Removal of the translation initiator N-formyl-methionine or methionine from a recombinant protein is often critical for its function and stability. For example, it has been shown that such removal is essential for human hemoglobin, interleukin-2, growth hormones or frog ribonucleases (Adachi et al., 2000; Endo et al., 2001; Busby et al., 1987; Liao et al., 2003; Boix et al., 1996; Varshavsky, 1996). For the preparation of proteins with innate N-terminus, various attempts have been made to remove the N-terminal Met. First, cyanogen bromide (CNBr) was used to cleave Met under extreme acidic conditions, but the method is limited to proteins without any internal Met residue (Boix et al., 1996). Second, a protease-specific oligopeptide was introduced in front of a target protein, which was then removed in vitro by the respective protease, e.g., factor Xa, enterokinase or cathepsin C (Belagaje et al., 1997). Third, the N-terminal Met of a protein was removed in vitro by the aminopeptidase of Aeromonas proteolytica (Notomista et al., 1999; Shapiro et al., 1988). Fourth, a signal peptide was introduced in front of target protein and processed in vivo during secretion, but the yield was low (1˜5 mg per liter of culture) (Huang et al., 1998).
Recently, methionine aminopeptidases (MetAPs) were employed to remove the N-terminal Met in E. coli and yeast. There are two types of MetAP, MetAP I and MetAP II, in eukaryotes. Only MetAP I exists in eubacteria; MetAP II is present in archaea (Li et al., 1995; Tahirov et al., 1998). It has been demonstrated that the genes for these MetAPs are essential for the growth of prokaryotes and eukaryotes (Li et al., 1995; Chang et al., 1989). However, the efficiency of Met removal is limited by the size of the side chain (radius<3.68 Å) of the penultimate residue, the residue next to the N-terminal Met (Ben-Bassat et al., 1987; Hirel et al., 1989; Hwang et al., 1999; Chen et al., 2002). Thus, Met removal for proteins with larger or bulky penultimate residues is inefficient. It is also difficult to remove the N-terminal Met when the penultimate residue is charged, either acidic (Glu or Asp) or basic (Lys, Arg or His).
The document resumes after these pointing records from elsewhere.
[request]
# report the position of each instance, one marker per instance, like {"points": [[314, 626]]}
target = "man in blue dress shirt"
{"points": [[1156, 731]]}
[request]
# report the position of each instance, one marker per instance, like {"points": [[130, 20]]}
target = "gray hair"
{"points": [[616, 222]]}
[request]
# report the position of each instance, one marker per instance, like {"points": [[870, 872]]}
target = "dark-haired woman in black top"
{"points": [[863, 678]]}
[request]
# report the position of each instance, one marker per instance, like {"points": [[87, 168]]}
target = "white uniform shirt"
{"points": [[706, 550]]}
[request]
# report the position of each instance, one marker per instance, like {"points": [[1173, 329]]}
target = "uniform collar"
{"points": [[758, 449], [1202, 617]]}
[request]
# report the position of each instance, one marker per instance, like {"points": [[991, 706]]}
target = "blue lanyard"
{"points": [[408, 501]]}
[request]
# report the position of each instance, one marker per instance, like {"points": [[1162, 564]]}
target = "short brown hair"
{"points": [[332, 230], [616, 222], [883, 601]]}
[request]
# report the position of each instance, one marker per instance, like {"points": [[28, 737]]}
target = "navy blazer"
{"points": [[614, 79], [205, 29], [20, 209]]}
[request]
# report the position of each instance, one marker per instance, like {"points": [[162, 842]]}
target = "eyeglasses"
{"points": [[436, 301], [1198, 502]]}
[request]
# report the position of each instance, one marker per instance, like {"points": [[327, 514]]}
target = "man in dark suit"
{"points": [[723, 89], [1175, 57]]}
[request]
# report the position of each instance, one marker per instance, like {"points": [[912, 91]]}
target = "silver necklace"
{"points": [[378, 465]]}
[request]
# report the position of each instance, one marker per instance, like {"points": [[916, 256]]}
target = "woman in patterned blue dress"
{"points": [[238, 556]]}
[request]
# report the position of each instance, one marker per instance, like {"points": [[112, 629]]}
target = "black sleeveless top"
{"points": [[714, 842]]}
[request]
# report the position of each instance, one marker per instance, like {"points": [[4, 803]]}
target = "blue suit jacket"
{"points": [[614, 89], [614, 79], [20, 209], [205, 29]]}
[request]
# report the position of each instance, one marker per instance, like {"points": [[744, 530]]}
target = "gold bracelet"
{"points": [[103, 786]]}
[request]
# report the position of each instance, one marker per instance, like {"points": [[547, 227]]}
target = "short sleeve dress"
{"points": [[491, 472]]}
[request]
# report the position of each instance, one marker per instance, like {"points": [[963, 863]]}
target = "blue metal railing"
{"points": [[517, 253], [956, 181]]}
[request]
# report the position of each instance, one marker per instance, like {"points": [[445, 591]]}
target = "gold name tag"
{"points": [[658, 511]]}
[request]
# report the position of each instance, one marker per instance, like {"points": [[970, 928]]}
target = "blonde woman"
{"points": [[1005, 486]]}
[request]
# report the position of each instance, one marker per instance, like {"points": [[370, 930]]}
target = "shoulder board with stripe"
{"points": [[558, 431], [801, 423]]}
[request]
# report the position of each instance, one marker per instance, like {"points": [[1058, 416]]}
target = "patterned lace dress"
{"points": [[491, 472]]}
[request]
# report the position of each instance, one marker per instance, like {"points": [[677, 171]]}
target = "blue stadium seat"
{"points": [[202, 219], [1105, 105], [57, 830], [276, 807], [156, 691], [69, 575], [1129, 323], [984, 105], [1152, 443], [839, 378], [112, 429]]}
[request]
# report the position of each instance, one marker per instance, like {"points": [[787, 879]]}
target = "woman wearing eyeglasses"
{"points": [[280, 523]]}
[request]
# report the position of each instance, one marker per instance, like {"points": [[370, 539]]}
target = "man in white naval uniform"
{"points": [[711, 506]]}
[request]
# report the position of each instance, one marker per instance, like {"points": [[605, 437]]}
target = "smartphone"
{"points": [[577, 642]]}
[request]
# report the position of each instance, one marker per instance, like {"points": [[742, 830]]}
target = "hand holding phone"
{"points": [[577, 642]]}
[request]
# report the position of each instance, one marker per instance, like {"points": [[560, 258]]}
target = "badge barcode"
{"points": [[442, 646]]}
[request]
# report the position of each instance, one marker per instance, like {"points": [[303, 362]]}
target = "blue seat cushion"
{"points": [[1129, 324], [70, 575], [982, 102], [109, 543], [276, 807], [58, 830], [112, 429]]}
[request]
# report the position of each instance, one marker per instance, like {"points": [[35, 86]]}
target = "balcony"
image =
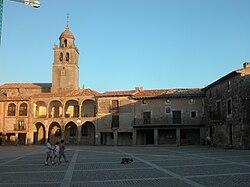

From the structure of E. coli MetAP and bestatin-based inhibitor complex, it was discovered that four residues (Tyr168, Gln233, Met206 and Glu204) reside in the substrate binding pocket (Lowther et al., 1999; Lowther et al., 2000). The Met329 and Gln356 residues of yeast MetAP, corresponding to Met206 and Gln233 of E. coli MetAP, were replaced with Ala. When tested in vitro, these purified MetAP I variants (M329A, Q356A) had significantly increased catalytic activities for oligopeptides with slightly larger penultimate residues, such as Asn, His and Met, but not with bulky or acidic penultimate residues (Roderick et al., 1993; Walker et al., 1999). Therefore, the need exists for a method to remove N-terminal Met that is more universally applicable, particularly a method that can remove the N-terminal Met from a bulky or acidic penultimate residue.